Vous diriez que c'est un double héritage social et féministe puisque votre père, dont vous parliez, qui a longtemps été au chômage, a suivi votre mère dans le midi à Nîmes où elle était prof de français, ce n'était pas si fréquent à l'époque.

28:05
Locuteur 6

Non, ce n'était pas si fréquent, vous avez raison et donc ça fait aussi partie... Mais bon, j'ai une famille où le féminisme est vraiment la règle, je dirais.

28:15
Locuteur 5

Voilà. C'est le cœur de votre engagement. Vous voulez agréger les luttes, les luttes féministes, les luttes antiracistes, les luttes pour les libertés publiques et l'écologie. Force est de constater que pour l'instant à gauche, la question n'est pas vraiment à l'unité, le moment n'est pas à la convergence ou à l'unité. Est-ce que vous gardez espoir, vous, sur ce sujet ?

28:33
Locuteur 6

Complètement. D'abord, je dois dire que pour moi, la NUPES, c'est vraiment cette tentative d'élargissement et d'union pour changer le système. Et je l'ai dit, d'abord, on a un programme de la NUPES qui est riche, qui fait des centaines de mesures. On a des jeunes, vous savez, il y a quelques semaines, les jeunes socialistes, écologistes et insoumis qui ont travaillé à un programme pour les européennes qui montrent qu'on pourrait y aller ensemble.

28:55
Locuteur 5

Heureusement qu'il y a les jeunes parce que pour l'instant, il y a quand même un moratoire à l'Assemblée à cause notamment des positions de la France insoumise sur le prochain.

29:02
Locuteur 6

À cause de désaccords politiques que nous avons sur cette question-là. Et c'est normal, nous avons des désaccords politiques.

29:07
Locuteur 5

La NUPES ne va pas très bien, c'est ça que je veux dire.

29:10
Locuteur 6

Oui, alors moi je veux justement mettre en avant ce qui marche. Il y a ça, je l'ai dit les jeunes, sur le terrain. Moi je travaille avec des élus de la NUPES sans arrêt et les députés, c'est ce qu'on fait. En réalité, on travaille avec plein d'élus locaux de la NUPES notamment à l'Assemblée nationale. On vote beaucoup, beaucoup de choses ensemble. Donc en fait, et vous voyez par exemple ce soir, ce soir je vais à l'invitation de groupes militants de la NUPES, je vais dans une réunion publique parler d'économie féministe, voyez-vous ? Donc ça, ça se fait tout le temps en réalité.
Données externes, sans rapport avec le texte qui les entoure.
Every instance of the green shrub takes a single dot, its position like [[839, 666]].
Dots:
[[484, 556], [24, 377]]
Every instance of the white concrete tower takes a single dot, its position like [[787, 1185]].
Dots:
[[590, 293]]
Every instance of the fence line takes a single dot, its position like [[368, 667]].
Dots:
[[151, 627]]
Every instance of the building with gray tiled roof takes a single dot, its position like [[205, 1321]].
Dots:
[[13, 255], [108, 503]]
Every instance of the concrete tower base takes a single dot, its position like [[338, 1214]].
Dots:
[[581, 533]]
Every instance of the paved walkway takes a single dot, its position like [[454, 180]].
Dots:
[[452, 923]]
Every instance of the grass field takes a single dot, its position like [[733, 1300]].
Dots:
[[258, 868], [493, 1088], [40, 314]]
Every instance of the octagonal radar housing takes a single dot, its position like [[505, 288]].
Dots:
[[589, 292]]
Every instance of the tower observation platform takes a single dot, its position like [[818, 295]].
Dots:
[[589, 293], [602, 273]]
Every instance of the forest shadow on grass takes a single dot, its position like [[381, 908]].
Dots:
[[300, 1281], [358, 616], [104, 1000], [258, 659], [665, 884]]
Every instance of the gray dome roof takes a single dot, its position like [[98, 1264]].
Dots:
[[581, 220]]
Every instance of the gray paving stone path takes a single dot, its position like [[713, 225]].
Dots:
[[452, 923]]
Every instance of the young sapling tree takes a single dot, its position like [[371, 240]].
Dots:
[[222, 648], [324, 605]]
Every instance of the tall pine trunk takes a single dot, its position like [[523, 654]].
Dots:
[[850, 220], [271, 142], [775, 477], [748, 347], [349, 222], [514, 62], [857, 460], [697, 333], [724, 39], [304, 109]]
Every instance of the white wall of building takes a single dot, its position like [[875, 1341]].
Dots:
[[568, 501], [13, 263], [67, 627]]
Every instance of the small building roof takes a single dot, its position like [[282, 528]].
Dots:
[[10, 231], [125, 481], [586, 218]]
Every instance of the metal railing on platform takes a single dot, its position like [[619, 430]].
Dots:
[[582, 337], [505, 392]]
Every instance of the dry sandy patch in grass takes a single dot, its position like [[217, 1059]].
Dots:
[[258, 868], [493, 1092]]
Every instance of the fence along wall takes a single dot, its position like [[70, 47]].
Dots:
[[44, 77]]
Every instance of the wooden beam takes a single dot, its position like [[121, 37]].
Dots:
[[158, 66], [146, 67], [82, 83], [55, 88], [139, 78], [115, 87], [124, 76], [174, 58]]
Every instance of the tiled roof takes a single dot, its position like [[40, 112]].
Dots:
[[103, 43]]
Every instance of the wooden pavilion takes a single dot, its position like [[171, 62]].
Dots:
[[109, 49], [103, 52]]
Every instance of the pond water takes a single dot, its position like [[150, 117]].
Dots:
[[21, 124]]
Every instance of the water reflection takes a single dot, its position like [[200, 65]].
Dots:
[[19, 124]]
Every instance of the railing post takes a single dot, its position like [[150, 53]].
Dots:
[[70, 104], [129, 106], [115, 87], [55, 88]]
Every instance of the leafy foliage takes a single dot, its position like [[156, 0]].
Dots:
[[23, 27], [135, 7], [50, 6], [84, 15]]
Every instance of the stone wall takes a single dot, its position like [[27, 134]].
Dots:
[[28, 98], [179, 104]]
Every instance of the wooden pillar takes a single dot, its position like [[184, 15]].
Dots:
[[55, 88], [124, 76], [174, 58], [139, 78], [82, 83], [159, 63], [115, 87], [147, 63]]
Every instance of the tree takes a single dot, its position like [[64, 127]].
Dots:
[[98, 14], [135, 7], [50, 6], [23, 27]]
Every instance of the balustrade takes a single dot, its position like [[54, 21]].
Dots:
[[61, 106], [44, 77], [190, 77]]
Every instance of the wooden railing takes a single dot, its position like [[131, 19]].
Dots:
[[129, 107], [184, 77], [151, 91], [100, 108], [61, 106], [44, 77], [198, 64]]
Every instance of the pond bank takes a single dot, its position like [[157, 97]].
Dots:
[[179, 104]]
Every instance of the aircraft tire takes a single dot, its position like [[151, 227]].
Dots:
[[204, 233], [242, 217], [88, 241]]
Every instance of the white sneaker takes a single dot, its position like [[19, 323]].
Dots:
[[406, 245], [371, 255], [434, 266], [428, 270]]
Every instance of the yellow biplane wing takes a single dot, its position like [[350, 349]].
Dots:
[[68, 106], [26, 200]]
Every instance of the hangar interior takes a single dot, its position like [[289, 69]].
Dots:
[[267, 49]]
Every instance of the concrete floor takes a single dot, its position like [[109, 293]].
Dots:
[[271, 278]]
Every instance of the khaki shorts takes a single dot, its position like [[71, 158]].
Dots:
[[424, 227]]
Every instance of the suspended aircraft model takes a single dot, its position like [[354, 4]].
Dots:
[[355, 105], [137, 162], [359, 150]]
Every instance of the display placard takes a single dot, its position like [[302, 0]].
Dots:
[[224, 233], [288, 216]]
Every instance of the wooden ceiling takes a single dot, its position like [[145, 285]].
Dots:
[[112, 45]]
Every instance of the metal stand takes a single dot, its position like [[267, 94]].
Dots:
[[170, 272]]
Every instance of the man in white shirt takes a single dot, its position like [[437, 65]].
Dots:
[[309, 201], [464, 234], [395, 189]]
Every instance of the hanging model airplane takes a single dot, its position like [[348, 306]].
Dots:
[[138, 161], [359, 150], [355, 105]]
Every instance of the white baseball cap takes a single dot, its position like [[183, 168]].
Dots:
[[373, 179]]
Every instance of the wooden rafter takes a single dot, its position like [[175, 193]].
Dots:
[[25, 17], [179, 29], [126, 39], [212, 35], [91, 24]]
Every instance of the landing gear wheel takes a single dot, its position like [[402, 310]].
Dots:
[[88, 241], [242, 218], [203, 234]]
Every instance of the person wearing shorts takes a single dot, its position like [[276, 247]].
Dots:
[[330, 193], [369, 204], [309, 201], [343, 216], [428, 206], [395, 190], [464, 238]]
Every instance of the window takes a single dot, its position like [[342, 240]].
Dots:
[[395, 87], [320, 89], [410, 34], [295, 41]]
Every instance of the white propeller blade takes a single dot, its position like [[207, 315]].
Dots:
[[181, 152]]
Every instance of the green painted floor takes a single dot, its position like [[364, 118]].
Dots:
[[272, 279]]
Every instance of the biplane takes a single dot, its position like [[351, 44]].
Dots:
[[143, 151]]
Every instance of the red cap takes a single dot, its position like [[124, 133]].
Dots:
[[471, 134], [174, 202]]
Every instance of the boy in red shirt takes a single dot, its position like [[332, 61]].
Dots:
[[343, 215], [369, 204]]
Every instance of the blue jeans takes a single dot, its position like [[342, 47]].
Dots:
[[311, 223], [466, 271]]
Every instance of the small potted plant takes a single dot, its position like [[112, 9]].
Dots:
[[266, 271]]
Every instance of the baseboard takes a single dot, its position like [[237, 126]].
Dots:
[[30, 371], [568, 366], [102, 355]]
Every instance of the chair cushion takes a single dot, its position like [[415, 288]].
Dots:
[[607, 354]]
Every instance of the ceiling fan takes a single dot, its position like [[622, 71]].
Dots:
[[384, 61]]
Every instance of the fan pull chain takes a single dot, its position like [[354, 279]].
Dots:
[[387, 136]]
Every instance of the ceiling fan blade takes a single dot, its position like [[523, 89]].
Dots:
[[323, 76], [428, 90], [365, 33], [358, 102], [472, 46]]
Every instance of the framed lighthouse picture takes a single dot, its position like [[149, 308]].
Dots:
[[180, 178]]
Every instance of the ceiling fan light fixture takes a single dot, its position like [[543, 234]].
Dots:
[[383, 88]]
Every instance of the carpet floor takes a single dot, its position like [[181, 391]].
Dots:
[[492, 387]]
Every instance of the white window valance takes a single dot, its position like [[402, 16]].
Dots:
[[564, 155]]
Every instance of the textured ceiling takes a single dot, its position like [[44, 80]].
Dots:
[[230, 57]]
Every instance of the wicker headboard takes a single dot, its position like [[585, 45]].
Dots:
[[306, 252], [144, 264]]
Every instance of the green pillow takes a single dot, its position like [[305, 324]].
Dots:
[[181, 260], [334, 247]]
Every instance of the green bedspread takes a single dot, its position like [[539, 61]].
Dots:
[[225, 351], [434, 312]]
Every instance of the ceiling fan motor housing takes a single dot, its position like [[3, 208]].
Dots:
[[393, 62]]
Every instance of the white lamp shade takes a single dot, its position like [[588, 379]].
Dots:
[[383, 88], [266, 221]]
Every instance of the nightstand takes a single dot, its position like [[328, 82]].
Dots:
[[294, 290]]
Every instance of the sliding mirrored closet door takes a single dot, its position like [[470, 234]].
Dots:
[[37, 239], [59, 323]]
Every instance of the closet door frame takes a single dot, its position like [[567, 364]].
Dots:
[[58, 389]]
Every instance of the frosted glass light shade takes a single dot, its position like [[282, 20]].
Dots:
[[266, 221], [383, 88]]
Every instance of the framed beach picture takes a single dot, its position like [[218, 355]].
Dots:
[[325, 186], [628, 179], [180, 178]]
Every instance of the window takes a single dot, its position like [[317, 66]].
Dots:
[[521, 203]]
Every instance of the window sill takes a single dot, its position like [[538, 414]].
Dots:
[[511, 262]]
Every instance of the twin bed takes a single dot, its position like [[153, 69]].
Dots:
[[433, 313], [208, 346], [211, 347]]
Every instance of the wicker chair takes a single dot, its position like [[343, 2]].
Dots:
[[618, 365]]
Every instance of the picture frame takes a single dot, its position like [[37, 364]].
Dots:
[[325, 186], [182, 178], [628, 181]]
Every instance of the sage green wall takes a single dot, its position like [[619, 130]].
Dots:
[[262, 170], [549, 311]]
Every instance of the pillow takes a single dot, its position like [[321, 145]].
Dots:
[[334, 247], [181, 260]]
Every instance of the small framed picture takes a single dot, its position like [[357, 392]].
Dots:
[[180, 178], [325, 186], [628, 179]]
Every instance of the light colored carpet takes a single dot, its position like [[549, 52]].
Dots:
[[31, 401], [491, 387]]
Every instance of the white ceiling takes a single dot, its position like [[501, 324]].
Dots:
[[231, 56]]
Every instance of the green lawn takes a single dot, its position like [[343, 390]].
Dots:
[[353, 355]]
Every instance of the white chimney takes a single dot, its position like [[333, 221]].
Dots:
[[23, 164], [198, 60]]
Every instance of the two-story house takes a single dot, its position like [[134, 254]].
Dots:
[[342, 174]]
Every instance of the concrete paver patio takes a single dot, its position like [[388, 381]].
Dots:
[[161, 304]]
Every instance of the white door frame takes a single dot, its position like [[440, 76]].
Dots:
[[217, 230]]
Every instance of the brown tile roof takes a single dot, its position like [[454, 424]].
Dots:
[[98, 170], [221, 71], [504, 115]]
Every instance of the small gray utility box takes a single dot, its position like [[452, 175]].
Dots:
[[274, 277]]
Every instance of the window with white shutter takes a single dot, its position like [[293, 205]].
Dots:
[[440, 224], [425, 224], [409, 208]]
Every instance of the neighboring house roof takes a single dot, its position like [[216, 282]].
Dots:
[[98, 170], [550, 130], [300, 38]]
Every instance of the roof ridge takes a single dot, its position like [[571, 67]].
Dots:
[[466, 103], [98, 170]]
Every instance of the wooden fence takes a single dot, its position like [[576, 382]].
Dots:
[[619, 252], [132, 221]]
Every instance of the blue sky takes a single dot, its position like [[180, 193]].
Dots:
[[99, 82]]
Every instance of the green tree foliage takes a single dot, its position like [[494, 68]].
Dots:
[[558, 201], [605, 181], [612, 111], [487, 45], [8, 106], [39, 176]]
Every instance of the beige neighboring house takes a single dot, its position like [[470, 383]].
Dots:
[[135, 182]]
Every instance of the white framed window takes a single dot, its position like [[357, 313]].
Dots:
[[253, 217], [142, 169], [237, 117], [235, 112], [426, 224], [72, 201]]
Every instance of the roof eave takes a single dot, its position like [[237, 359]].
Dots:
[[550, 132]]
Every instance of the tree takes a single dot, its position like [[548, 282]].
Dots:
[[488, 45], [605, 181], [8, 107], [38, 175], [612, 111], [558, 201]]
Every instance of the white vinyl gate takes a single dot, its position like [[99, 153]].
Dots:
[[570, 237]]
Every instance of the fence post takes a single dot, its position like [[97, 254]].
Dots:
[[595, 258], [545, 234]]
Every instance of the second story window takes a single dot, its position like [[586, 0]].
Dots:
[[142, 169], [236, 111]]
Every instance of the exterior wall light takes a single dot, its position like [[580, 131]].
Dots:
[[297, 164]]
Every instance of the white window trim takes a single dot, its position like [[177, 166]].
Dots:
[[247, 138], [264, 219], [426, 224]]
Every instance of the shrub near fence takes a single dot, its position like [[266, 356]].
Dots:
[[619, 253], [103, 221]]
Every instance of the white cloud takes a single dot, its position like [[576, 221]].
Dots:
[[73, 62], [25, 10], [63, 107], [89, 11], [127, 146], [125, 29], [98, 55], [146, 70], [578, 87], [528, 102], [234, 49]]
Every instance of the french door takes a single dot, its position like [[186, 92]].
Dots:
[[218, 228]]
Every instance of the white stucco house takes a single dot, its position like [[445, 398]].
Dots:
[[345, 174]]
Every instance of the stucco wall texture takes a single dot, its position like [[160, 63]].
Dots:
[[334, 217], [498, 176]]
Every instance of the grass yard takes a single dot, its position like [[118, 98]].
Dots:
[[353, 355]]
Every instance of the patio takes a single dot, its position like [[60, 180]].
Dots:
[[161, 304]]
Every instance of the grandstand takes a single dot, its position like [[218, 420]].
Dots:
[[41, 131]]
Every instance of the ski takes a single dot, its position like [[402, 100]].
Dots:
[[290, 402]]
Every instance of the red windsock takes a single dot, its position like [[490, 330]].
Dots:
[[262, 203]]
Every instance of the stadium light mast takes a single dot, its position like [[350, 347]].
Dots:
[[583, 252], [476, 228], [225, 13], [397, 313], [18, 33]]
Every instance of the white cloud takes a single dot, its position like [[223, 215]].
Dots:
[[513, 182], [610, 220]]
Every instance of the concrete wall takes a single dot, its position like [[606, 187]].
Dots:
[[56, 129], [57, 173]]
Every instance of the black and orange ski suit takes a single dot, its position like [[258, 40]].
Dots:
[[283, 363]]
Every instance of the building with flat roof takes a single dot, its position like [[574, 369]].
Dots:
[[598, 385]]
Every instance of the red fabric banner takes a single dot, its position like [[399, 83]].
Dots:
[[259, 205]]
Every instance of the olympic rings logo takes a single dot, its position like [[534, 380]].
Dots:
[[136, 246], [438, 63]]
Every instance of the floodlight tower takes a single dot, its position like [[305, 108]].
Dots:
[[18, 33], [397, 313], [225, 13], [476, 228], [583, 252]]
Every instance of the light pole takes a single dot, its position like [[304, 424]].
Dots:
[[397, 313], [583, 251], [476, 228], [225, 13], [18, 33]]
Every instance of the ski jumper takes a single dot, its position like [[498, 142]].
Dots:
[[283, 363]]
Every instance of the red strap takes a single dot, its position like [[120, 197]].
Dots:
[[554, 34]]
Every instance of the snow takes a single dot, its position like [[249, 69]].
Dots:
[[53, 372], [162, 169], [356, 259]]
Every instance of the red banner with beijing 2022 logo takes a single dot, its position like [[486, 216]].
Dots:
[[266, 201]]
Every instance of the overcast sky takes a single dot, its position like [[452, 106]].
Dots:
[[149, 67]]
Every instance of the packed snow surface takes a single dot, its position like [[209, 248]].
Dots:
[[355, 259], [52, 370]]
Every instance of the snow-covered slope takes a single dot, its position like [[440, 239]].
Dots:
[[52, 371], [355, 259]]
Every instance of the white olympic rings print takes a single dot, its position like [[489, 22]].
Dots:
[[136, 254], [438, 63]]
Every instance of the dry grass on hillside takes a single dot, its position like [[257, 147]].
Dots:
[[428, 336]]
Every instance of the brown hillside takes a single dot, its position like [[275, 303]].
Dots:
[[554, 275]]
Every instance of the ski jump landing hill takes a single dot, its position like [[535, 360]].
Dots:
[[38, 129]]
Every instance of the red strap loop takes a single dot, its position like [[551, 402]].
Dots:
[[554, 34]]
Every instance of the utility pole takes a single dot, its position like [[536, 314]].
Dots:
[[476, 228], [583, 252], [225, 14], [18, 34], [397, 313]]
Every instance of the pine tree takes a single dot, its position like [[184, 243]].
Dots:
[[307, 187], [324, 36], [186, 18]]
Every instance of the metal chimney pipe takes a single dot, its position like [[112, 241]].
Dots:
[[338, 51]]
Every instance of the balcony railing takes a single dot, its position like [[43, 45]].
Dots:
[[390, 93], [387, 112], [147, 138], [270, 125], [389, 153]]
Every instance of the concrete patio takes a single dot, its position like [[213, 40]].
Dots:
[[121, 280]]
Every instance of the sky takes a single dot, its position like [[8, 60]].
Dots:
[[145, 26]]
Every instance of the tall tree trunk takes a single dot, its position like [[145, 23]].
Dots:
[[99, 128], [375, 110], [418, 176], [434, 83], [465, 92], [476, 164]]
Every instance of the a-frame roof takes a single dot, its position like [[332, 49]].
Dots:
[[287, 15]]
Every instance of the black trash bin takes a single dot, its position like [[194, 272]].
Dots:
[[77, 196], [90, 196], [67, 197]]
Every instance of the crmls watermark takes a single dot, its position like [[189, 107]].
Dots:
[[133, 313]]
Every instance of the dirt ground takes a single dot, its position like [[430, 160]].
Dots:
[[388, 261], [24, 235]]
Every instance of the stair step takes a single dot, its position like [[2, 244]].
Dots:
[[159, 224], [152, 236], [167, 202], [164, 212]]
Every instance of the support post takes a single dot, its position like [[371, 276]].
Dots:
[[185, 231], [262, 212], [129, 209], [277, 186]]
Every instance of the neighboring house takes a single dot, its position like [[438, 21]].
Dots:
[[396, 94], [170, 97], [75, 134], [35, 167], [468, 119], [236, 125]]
Donc moi je crois que ce ne sera peut-être pas sous la forme que l'on a connue exactement de la NUPES, les quatre appareils ensemble, sous d'autres formes, mais je crois qu'il faut poursuivre ce que nous on avait initié d'ailleurs dans le Parlement de l'Union Populaire puis le Parlement de la NUPES puis la NUPES en tant que telle. Il faut poursuivre ça sous d'autres formes, mais les Français, les gens le veulent et je crois que nous gagnerons demain avec cet élargissement et cette union et nous le devons aux Français. Donc on va s'y atteler et en tout cas c'est, je crois, ce que va tenter de faire la France Insoumise, à tout prix, l'union, l'élargissement pour un changement de système.

30:13
Locuteur 5

Un dernier élément de votre parcours, Aurélie Trouvé, vous avez été sportive de haut niveau, en course à pied demi-fond, c'est-à-dire entre 800 et 3000 mètres. Qu'est-ce que l'athlétisme vous a apporté dans vos combats politiques ? Alors l'endurance déjà,

30:27
Locuteur 6

parce que c'est un sport d'endurance et l'humilité parce qu'en fait, quand vous, je peux vous assurer, quand vous êtes au bout d'un 3000 mètres au stipple, ceux qui font d'athlétisme et du demi-fond me comprendront, ça demande aussi beaucoup d'humilité. Et puis, aussi, quelque part, je vais le relier à mes combats politiques en Seine-Saint-Denis, le goût et la conviction du sport populaire parce que, vous savez que Seine-Saint-Denis, c'est le premier désert d'équipements sportifs, on a 3 ou 4 fois moins d'équipements sportifs par habitant et en même temps, je crois que le sport populaire, c'est un vecteur énorme de cohésion sociale, de solidarité aussi.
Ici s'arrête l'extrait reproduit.